Но есть ещё одна, могучая сила, которая делает поэта бессмертным в памяти истории, – служение истине. Скипетр и лира вовсе не должны быть враждебны друг другу. Ибо долг поэта не подтачивать и разрушать, а укреплять государство, прославляя его могущество. Важно лишь, чтоб правитель понимал: поэт ему помогает в защите государственных интересов от хищных вельмож, от проходимцев в случае, от осыпанных звёздами ослов.

Блажен народ! – где царь главой,

Вельможи – здравы члены тела,

Прилежно долг все правят свой,

Чужого не касаясь дела…

Несмотря на месть и клевету придворных и бояр, невзирая на гонения и немилость, поэт обязан защищать государство, Россию – даже и от самого царя, коли он заблуждается, – преследовать пользу общую

И истину царям с улыбкой говорить…

Когда позднее осеннее петербургское солнце заглянуло в окна кабинета, поэт спал, положив голову на крышку бюро. Перо выпало из рук, на листе бумаги чётким почерком были начертаны стихи, в которых Державин выразил свои мысли о назначении поэта, о роли его лиры:

Я памятник себе воздвиг чудесный, вечный;

Металлов твёрже он и выше пирамид:

Ни вихрь его, ни гром не сломит быстротечный

И времени полёт его не сокрушит.

Так! – весь я не умру; но часть меня большая,

От тлена убежав, по смерти станет жить,

И слава возрастёт моя, не увядая,

Доколь Славянов род вселенна будет чтить.

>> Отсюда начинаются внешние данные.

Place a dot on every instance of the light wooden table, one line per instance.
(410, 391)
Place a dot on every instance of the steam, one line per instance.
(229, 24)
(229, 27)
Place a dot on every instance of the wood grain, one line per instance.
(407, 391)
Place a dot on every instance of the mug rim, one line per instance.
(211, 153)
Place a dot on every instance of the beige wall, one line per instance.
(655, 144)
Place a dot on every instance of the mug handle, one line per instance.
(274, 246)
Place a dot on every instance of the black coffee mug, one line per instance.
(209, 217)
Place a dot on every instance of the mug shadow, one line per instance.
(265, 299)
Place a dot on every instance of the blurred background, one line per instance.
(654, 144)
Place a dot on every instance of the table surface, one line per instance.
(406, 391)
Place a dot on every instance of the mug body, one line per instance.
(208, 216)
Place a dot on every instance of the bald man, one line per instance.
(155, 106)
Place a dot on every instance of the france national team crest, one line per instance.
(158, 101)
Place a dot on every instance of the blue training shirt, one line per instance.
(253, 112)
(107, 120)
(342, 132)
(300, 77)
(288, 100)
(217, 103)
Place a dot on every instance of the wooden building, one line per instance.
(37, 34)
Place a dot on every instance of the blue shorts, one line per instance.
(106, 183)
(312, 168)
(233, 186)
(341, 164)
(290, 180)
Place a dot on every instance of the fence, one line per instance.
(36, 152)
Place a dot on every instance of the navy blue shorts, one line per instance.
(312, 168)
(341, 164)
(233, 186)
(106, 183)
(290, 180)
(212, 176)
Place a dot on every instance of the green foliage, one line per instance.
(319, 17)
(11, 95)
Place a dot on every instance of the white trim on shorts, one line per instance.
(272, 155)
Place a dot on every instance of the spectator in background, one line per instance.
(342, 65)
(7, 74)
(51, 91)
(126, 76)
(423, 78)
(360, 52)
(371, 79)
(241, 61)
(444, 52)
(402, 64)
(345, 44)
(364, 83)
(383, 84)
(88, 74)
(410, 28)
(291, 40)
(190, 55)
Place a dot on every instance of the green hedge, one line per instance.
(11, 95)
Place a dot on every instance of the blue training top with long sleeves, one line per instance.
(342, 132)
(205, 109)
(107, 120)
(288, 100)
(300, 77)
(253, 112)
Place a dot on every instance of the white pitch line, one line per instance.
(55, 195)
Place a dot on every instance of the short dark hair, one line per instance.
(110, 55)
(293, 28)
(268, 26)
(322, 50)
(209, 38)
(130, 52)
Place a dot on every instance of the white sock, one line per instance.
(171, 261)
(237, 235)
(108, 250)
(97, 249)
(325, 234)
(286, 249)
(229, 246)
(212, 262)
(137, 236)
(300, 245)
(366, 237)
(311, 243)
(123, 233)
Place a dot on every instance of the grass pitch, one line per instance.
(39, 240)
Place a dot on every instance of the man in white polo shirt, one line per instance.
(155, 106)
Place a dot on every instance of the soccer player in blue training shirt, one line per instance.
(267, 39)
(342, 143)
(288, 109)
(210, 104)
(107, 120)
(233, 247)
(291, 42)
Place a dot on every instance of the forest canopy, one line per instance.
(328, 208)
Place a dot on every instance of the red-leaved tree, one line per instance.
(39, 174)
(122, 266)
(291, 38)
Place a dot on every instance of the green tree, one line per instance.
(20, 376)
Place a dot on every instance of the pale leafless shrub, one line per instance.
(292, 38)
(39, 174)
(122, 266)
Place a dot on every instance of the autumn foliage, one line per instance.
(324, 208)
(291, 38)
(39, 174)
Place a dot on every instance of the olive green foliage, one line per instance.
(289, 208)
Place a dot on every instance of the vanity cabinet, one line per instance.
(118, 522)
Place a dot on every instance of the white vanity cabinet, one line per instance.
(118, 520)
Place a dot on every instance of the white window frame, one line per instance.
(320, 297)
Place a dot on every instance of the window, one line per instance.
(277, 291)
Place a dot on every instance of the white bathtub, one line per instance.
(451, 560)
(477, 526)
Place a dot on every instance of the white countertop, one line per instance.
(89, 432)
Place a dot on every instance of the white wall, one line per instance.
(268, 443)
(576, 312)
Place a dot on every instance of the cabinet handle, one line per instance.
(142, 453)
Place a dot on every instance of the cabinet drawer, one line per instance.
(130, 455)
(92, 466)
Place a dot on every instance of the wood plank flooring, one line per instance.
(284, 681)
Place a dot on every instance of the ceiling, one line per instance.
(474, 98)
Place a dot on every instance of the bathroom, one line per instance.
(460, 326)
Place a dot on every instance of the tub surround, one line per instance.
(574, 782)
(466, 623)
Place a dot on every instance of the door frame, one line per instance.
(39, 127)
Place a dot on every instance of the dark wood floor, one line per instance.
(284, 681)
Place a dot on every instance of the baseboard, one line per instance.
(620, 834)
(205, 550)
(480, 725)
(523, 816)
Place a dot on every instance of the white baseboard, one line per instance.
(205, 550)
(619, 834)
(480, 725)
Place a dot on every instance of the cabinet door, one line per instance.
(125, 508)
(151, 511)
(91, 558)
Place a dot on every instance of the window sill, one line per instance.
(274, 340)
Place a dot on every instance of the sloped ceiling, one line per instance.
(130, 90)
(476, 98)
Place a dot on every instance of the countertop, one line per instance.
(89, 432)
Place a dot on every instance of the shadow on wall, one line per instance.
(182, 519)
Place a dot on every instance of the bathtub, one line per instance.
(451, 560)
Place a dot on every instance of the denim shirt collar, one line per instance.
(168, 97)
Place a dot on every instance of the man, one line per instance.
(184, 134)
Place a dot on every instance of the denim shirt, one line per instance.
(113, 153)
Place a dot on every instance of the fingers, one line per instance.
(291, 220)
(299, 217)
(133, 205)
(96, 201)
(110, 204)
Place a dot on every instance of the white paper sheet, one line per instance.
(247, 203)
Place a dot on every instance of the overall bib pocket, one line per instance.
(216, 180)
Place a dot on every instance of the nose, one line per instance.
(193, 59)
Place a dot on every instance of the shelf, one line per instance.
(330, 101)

Слух пройдёт обо мне от Белых вод до Чёрных,

Где Волга, Дон, Нева, с Рифея льёт Урал;

Всяк будет помнить то в народах неисчётных,

Как из безвестности я тем известен стал,

Что первый я дерзнул в забавном русском слоге

О добродетелях Фелицы возгласить,

В сердечной простоте беседовать о боге

И истину царям с улыбкой говорить.

О, Муза! возгордись заслугой справедливой

И, презрит кто тебя, сама тех презирай;

Непринуждённою рукой неторопливой

Чело твоё зарей бессмертия венчай.

8

В среду 5 ноября 1796-го года, встав по обыкновению в пять утра, Екатерина II сказала вошедшей к ней любимой камер-фрау Перекусихиной:

– Ныне я умру. Смотри, часы в первый раз остановились…

– И, матушка, – растягивая слова, проговорила Марья Савична, – чего те смерть-то звать? Да пошли за часовщиком – часы опять пойдут!

– Для моих часов, – Екатерина II указала на опухлые свои ноги, – уж никакой часовщик не поможет. – Она вынула двадцать тысяч рублей: – Это тебе…

Перекусихина спрятала руки за спину:

– Приму, матушка, но с одним условием. Дозволь мне деньги эти потратить на подарок к твоему дню рождения в будущем году…

Слова сии вызвали на лице государыни улыбку, и всё пошло своим чередом. Екатерина II выкушала две большие чашки крепчайшего кофе и приступила в кабинете к обыкновенным своим занятиям.